23 May Why You Need To Track Your Workouts
‘The palest ink is better than the clearest of memories’ – Tommy Kono, Weightlifting legend.
The best advice I can give to someone who’s stuck in a rut with their training is to keep a logbook. This can be in the form of a notebook (still my personal favourite!) or filling in your workout spreadsheet in real time.
A well-kept training journal will allow you to monitor your progress and help you evaluate your progress. It will also help set both short and long term goals in your lifting, which are essential in keeping motivation high. This is something that becomes especially important if your goals revolve around muscle building.

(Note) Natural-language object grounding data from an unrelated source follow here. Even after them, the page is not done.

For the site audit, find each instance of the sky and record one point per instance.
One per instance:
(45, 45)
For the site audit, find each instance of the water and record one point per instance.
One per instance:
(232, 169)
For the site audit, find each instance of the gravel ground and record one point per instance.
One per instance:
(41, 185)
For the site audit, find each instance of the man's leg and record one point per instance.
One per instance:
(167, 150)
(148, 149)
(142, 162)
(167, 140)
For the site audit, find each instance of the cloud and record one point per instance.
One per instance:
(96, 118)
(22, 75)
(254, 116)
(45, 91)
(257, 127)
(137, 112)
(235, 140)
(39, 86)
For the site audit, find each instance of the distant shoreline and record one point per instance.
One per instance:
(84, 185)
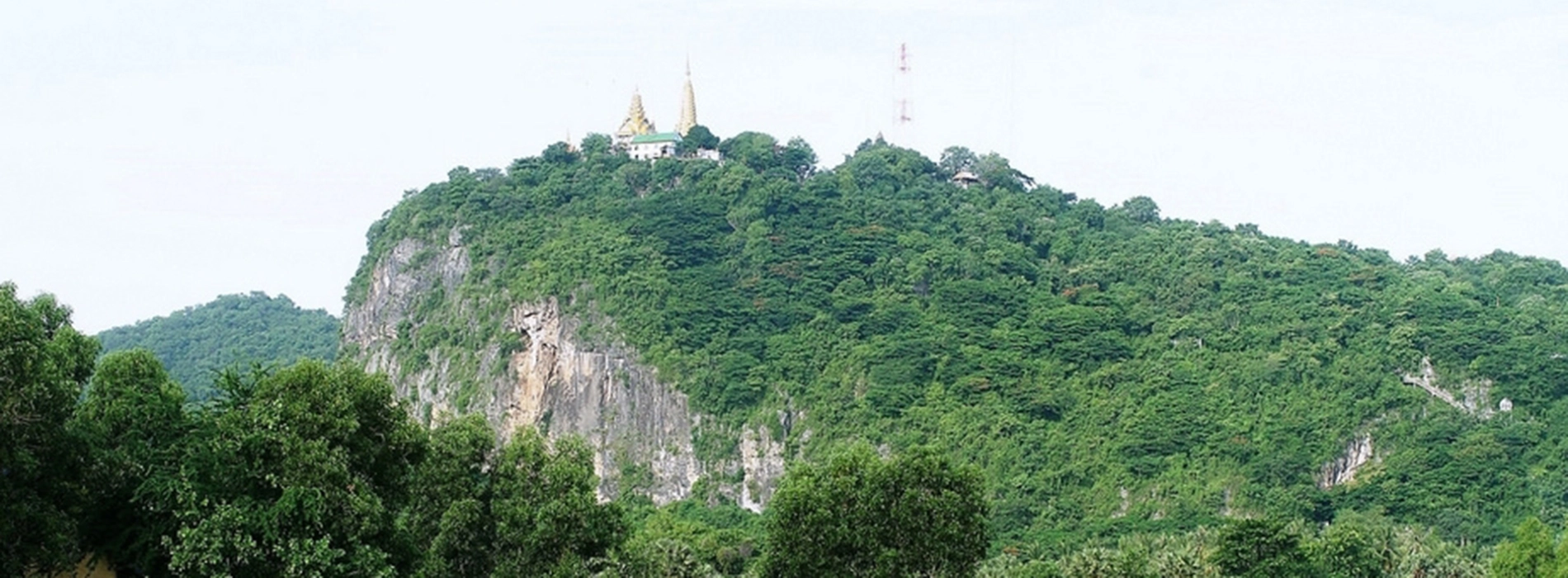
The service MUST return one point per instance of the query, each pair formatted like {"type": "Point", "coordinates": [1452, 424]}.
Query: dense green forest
{"type": "Point", "coordinates": [1001, 379]}
{"type": "Point", "coordinates": [317, 470]}
{"type": "Point", "coordinates": [1109, 371]}
{"type": "Point", "coordinates": [198, 341]}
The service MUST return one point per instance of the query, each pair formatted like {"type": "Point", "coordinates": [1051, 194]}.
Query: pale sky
{"type": "Point", "coordinates": [157, 154]}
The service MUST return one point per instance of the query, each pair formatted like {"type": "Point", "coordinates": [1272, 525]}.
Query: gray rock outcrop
{"type": "Point", "coordinates": [540, 371]}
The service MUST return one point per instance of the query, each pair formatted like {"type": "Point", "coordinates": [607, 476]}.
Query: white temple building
{"type": "Point", "coordinates": [642, 140]}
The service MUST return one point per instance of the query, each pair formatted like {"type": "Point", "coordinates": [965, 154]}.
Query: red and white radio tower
{"type": "Point", "coordinates": [902, 83]}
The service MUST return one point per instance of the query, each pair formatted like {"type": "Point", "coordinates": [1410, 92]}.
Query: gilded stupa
{"type": "Point", "coordinates": [687, 106]}
{"type": "Point", "coordinates": [635, 123]}
{"type": "Point", "coordinates": [642, 142]}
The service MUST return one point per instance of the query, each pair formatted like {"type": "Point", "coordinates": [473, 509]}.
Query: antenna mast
{"type": "Point", "coordinates": [902, 85]}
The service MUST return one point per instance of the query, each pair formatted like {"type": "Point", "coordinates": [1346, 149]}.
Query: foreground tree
{"type": "Point", "coordinates": [134, 426]}
{"type": "Point", "coordinates": [546, 513]}
{"type": "Point", "coordinates": [45, 363]}
{"type": "Point", "coordinates": [1529, 555]}
{"type": "Point", "coordinates": [1261, 548]}
{"type": "Point", "coordinates": [295, 473]}
{"type": "Point", "coordinates": [862, 515]}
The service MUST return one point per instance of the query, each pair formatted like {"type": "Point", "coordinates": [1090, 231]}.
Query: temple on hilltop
{"type": "Point", "coordinates": [642, 140]}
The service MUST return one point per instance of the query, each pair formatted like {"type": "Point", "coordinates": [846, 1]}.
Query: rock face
{"type": "Point", "coordinates": [1476, 393]}
{"type": "Point", "coordinates": [1344, 468]}
{"type": "Point", "coordinates": [540, 371]}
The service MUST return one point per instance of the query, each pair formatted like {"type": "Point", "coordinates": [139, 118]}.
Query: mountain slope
{"type": "Point", "coordinates": [198, 341]}
{"type": "Point", "coordinates": [1109, 369]}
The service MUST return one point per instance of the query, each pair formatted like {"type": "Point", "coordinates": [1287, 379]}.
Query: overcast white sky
{"type": "Point", "coordinates": [157, 154]}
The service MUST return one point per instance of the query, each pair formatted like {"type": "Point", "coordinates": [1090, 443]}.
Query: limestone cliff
{"type": "Point", "coordinates": [540, 371]}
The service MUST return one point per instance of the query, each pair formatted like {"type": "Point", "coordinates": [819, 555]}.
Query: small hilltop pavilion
{"type": "Point", "coordinates": [642, 140]}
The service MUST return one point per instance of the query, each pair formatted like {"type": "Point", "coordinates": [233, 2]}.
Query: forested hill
{"type": "Point", "coordinates": [198, 341]}
{"type": "Point", "coordinates": [1109, 369]}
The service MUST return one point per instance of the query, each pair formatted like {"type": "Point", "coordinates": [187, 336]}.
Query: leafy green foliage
{"type": "Point", "coordinates": [862, 515]}
{"type": "Point", "coordinates": [1529, 555]}
{"type": "Point", "coordinates": [295, 473]}
{"type": "Point", "coordinates": [1066, 349]}
{"type": "Point", "coordinates": [1261, 548]}
{"type": "Point", "coordinates": [200, 341]}
{"type": "Point", "coordinates": [134, 426]}
{"type": "Point", "coordinates": [45, 363]}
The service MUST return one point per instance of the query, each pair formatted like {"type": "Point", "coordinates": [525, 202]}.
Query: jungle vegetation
{"type": "Point", "coordinates": [245, 329]}
{"type": "Point", "coordinates": [1109, 371]}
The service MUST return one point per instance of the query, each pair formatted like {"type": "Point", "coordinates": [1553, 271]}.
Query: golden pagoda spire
{"type": "Point", "coordinates": [637, 121]}
{"type": "Point", "coordinates": [687, 106]}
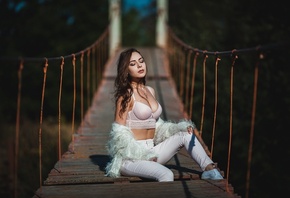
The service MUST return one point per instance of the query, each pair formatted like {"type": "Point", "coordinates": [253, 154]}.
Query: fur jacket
{"type": "Point", "coordinates": [123, 146]}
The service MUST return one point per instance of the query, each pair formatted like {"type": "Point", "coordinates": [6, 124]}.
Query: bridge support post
{"type": "Point", "coordinates": [161, 25]}
{"type": "Point", "coordinates": [115, 26]}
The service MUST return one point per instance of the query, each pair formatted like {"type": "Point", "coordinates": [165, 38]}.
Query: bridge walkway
{"type": "Point", "coordinates": [80, 171]}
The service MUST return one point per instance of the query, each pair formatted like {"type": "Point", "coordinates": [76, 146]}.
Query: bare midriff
{"type": "Point", "coordinates": [143, 134]}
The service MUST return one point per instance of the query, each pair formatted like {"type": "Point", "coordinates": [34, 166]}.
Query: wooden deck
{"type": "Point", "coordinates": [80, 172]}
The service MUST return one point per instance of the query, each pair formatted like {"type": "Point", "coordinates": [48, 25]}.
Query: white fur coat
{"type": "Point", "coordinates": [122, 144]}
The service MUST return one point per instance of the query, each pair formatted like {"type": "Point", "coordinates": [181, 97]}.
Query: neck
{"type": "Point", "coordinates": [137, 84]}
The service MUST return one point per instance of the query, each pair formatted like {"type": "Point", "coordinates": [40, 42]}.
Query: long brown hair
{"type": "Point", "coordinates": [123, 80]}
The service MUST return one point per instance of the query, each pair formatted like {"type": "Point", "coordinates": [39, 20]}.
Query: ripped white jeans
{"type": "Point", "coordinates": [165, 151]}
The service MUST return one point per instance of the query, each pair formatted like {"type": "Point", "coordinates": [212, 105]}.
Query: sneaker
{"type": "Point", "coordinates": [213, 174]}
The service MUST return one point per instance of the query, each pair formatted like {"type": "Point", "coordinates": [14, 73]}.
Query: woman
{"type": "Point", "coordinates": [141, 142]}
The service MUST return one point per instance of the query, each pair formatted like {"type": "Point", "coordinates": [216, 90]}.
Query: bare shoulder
{"type": "Point", "coordinates": [151, 90]}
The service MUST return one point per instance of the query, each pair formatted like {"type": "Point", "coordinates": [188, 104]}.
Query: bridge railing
{"type": "Point", "coordinates": [218, 89]}
{"type": "Point", "coordinates": [65, 86]}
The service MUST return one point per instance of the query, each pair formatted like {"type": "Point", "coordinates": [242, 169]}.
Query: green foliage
{"type": "Point", "coordinates": [222, 26]}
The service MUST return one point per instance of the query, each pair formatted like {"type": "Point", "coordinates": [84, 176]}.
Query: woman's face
{"type": "Point", "coordinates": [137, 66]}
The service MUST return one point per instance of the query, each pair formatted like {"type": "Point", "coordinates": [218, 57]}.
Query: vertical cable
{"type": "Point", "coordinates": [215, 104]}
{"type": "Point", "coordinates": [256, 76]}
{"type": "Point", "coordinates": [187, 81]}
{"type": "Point", "coordinates": [231, 114]}
{"type": "Point", "coordinates": [40, 122]}
{"type": "Point", "coordinates": [74, 96]}
{"type": "Point", "coordinates": [17, 128]}
{"type": "Point", "coordinates": [59, 108]}
{"type": "Point", "coordinates": [203, 94]}
{"type": "Point", "coordinates": [192, 85]}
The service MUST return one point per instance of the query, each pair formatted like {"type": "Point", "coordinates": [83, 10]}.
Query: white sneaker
{"type": "Point", "coordinates": [213, 174]}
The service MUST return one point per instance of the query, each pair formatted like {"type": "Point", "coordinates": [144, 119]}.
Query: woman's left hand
{"type": "Point", "coordinates": [190, 129]}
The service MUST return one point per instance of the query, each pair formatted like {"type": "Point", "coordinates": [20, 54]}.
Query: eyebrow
{"type": "Point", "coordinates": [136, 60]}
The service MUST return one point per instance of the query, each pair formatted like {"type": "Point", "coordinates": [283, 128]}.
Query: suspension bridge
{"type": "Point", "coordinates": [177, 71]}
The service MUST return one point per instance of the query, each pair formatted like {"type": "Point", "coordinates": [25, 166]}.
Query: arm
{"type": "Point", "coordinates": [121, 120]}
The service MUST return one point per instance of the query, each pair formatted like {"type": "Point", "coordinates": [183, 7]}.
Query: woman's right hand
{"type": "Point", "coordinates": [154, 159]}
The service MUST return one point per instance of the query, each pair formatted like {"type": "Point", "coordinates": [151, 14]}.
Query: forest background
{"type": "Point", "coordinates": [50, 28]}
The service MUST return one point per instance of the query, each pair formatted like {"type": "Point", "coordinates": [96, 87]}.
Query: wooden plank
{"type": "Point", "coordinates": [80, 171]}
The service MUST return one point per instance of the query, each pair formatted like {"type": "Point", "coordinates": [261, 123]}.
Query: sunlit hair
{"type": "Point", "coordinates": [123, 80]}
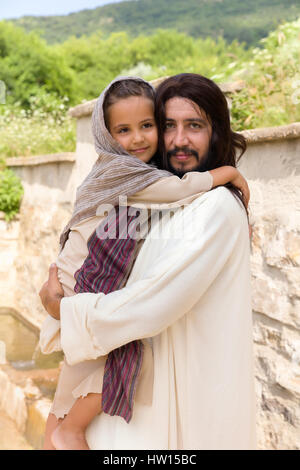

Remember, the number one factor in building muscle is progressive overload, so having a consistent method of tracking your lifts is critical.
In fact, my clients who achieve the best results are those who fill their spreadsheets, make detailed notes and consistently aim to apply the rules of progressive overload. This allows me to review their logs prior to writing their next phase, see what works and what doesn’t, and help set performance goals.
For fat loss, it becomes especially important as the diet gets tougher and the #VaghelaGrind is in full effect. The best way to preserve muscle on a diet is to maintain your strength, and a logbook keeps you accountable to this. If the logbook starts showing a consistent downward trend, something may not be right with your program and we may need to tweak something.
To use the logbook effectively, there are some rules you need to follow:
- Be as honest as possible. Don’t count half reps or reps done with poor form. You’ll only be kidding yourself.
- Make sure your training conditions are the same. If you’re feeling ill, or need to rush the workout in less time, these are different circumstances that are not comparable to your normal workout. Keep a note of this.
- Review it prior each workout. Use it as a written motivator. This is how I use it and why I rarely use pre workout products. To me, nothing fires me up in the gym more than the prospect of beating my previous performance.
Start tracking, and let me know how it impacts your workout quality, strength and overall physique development.